Emery Sokoudjou, one of Amisial’s buddies from Texas State, said his friend has one of the biggest hearts of anybody he’s met.

He hopes Amisial and Emilio’s story can be an inspiration to others.

“I always told him, ‘Your story should be out there.’ It’s not even about the financial aspect of it (the donations), it’s about the social aspect of it. We live in a world that is so focused on social media, that we have actually forgotten the human part of it,” said Sokoudjou.

Amisial’s own journey to the U.S. has not been an easy one. He volunteered at an orphanage in his home city of Gonaïves, Haiti, and sold bracelets made out of plastic Doritos bags and other trash, which helped him pay for his studies in Texas, where he had a student visa. However, he’s had to stop his communications studies due to financial hardships. Emilio and Amisial’s mother rely on his contributions to make ends meet in Haiti, where violence and poverty has only worsened in recent years — so bad, in fact, that Amisial hasn’t been able to visit his mom or Emilio since 2019.

Besides the adoption process, the heightened violence in Haiti and immigration issues are also keeping Amisial from the boy. He has a pending application for Temporary Protected Status, which Secretary of Homeland Security Alejandro N. Mayorkas announced for Haitians in May 2021, saying, “Haiti is currently experiencing serious security concerns, social unrest, an increase in human rights abuses, crippling poverty and lack of basic resources, which are exacerbated by the COVID-19 pandemic.
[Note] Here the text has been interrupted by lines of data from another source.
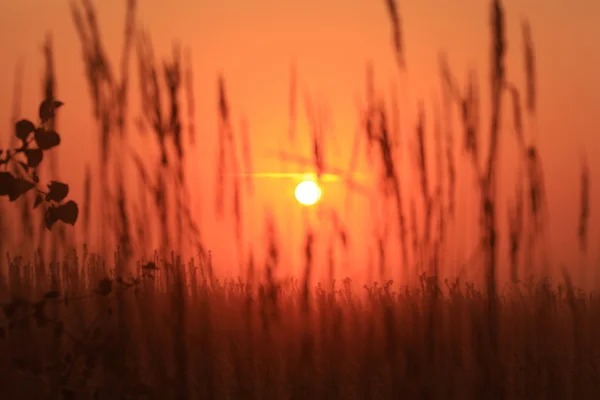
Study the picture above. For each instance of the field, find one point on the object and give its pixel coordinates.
(134, 323)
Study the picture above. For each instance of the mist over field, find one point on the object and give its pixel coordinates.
(153, 237)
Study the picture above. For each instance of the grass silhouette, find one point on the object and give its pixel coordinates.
(76, 325)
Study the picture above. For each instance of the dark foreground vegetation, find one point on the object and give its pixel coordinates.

After careful consideration, we determined that we must do what we can to support Haitian nationals in the United States until conditions in Haiti improve so they may safely return home.”

The deteriorating situation in Haiti worries Amisial about his family’s safety and makes him wonder if his dream of opening up his own orphanage in Haiti will come true.

“I would love to be in Haiti right now,” he said, but believes the prudent decision is to stay in the U.S. for now where he’s safe and can send money to Emilio.

Though logistical challenges are ahead, Amisial said he’s been blown away by the outpouring of financial support on the GoFundMe page from donors around the world to support his family’s journey, like Jason Wians.

“I was a Peace Corps volunteer in Haiti in Les Cayes. I didn’t adopt a child but I was able to bring a real good friend out of Haiti who is living his best life now. Good luck with everything,” Wians said.

More than a thousand individuals have donated to Amisial.

“The world can connect through love or kindness,” Amisial said. “I’ve never thought I did something that could connect the world like that.”